Community, Healthcare, Latest News

COVID-19 czar announces child being treated for MIS-C in state

If you’re a parent fretting about sending your kid back to school Sept. 8 — the state’s COVID-19 czar gave you one more thing to fret about Friday afternoon.

Not that Dr. Clay Marsh was deliberately setting out to scare, as he spoke during Gov.
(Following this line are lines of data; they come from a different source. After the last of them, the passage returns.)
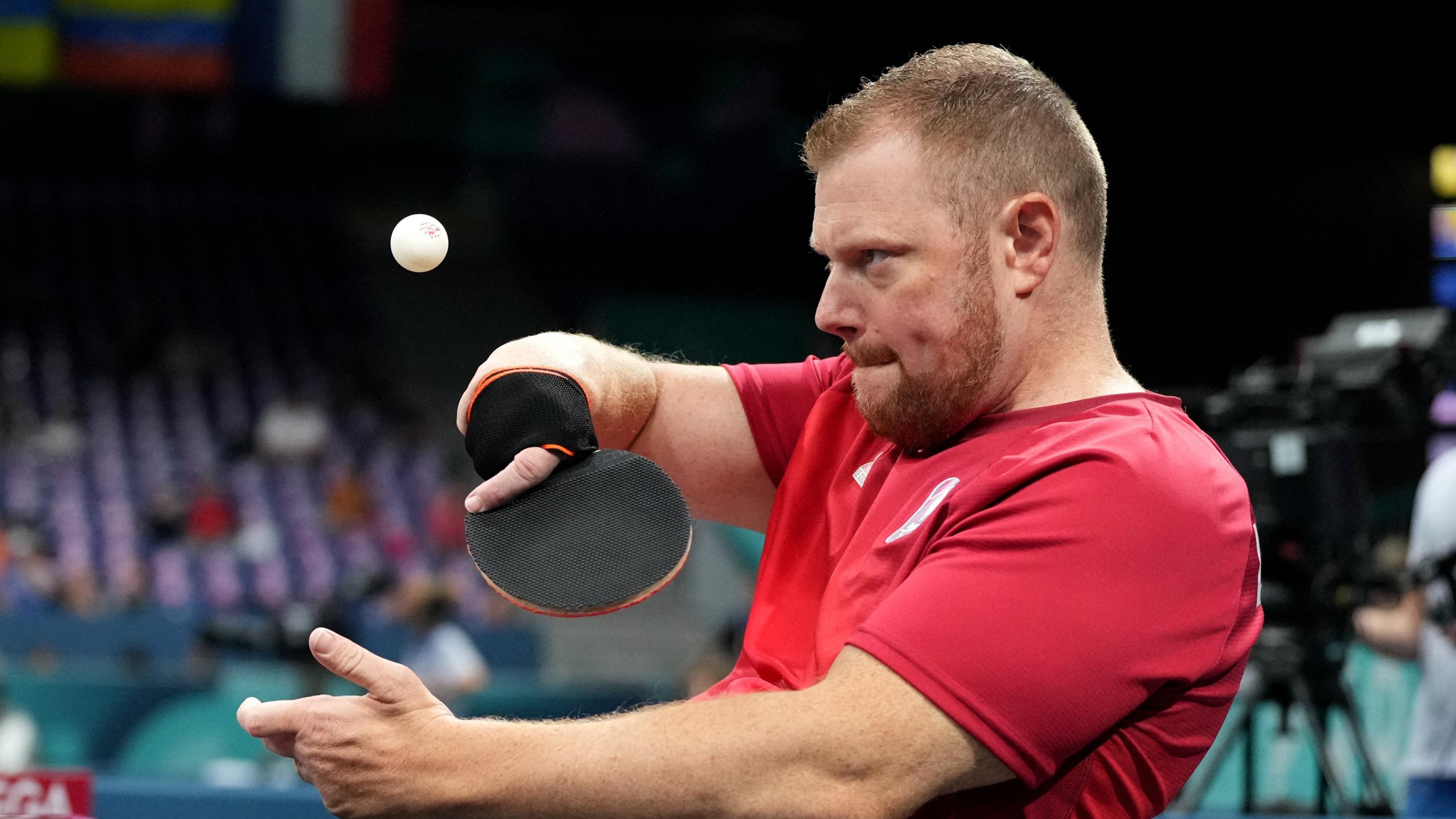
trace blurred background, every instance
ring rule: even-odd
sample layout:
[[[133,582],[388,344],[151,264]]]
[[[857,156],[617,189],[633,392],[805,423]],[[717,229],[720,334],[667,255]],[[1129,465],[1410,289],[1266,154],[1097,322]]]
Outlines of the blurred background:
[[[1350,615],[1401,599],[1456,440],[1450,20],[745,9],[0,0],[0,769],[89,771],[103,818],[322,816],[233,721],[351,691],[317,624],[459,714],[716,681],[761,538],[696,525],[684,574],[612,616],[517,611],[463,549],[459,393],[546,329],[833,354],[798,143],[860,77],[980,41],[1079,103],[1123,361],[1254,493],[1262,682],[1181,807],[1402,804],[1418,666]],[[432,273],[390,258],[412,213],[450,232]]]

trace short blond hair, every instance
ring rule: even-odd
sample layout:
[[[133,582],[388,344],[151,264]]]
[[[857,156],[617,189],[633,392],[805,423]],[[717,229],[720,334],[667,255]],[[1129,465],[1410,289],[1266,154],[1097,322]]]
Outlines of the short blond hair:
[[[1069,249],[1101,270],[1102,156],[1072,99],[1031,63],[980,44],[919,54],[831,105],[804,137],[804,163],[817,175],[868,138],[900,128],[946,166],[939,184],[960,224],[1041,191],[1061,208]]]

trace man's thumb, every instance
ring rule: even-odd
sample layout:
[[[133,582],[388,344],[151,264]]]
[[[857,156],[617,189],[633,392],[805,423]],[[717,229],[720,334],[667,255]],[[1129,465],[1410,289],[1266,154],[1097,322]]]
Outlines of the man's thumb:
[[[314,628],[309,648],[319,665],[358,685],[383,702],[402,702],[427,694],[425,686],[408,667],[371,654],[358,643],[328,628]]]

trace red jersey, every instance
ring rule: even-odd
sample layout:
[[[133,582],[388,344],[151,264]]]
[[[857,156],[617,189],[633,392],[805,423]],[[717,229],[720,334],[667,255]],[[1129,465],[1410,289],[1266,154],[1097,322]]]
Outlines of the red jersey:
[[[906,452],[844,357],[727,369],[778,494],[743,654],[703,698],[807,688],[856,646],[1016,774],[916,816],[1172,800],[1264,619],[1248,490],[1176,398],[999,412]]]

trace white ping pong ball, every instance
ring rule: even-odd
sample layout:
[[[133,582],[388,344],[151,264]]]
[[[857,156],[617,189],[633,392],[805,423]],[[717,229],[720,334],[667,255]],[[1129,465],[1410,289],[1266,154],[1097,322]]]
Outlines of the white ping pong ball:
[[[416,213],[399,220],[389,235],[389,251],[399,267],[412,273],[435,270],[450,249],[444,224],[432,216]]]

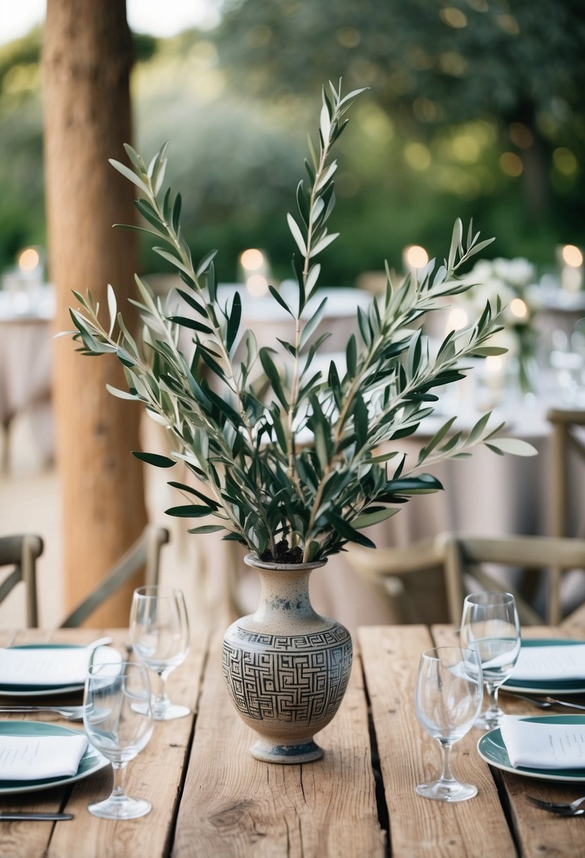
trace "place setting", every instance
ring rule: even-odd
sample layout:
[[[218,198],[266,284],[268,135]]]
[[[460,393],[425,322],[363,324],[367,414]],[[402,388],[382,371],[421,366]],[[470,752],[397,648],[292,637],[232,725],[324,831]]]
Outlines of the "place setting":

Jim Justice’s briefing on the coronavirus and its effects across West Virginia.

Marsh told reporters that a West Virginia child is hospitalized and “being treated aggressively and expertly” for multisystem inflammatory syndrome in children, or MIS-C, a condition related to COVID-19.

As many as 570 children nationwide have been diagnosed with MIS-C, according the Centers for Disease Control and Prevention, and 10 have died from its complications.

This is the first case in West Virginia, Marsh said.

The condition lives up to its name, the CDC said, as it can cause lasting damage to the heart, brain kidneys and eyes.

Vomiting, diarrhea, neck pain, bloodshot eyes and fatigue are among its symptoms.

“This is a syndrome that, really, is where your body’s response to the virus may be the real problem,” Marsh said.

It usually affects young people — from the age of 21 to younger, the physician continued — and can show up around 25 days after an exposure to the coronavirus.

The way to avoid it, Marsh said, is by employing all the recognized measures one would use in attempt of the same for COVID-19.

Monongalia County Schools, in the meantime, is still tending to fall registration and its avenues for attending school in person — or not — after October.

The district will start the school year with a blended-learning approach.
That means alternating days of in-school and at-home learning for the nine-week term, which ends Nov. 2.

Applications are being accepted throughnoon Monday.
The application may be accessed on its website at https://boe.mono.k12.wv.us/ and contains extensive material, including a “Frequently Asked Questions” link, related to back-to-school.

Option No. 2 on the registration, “MCS Distance Learning” is a total remote component using Mon County educators — though, in all likelihood, not your child’s respective teacher.

However, if say, your child is in second grade, he will be taught by a second-grade teacher from Mon, the district said.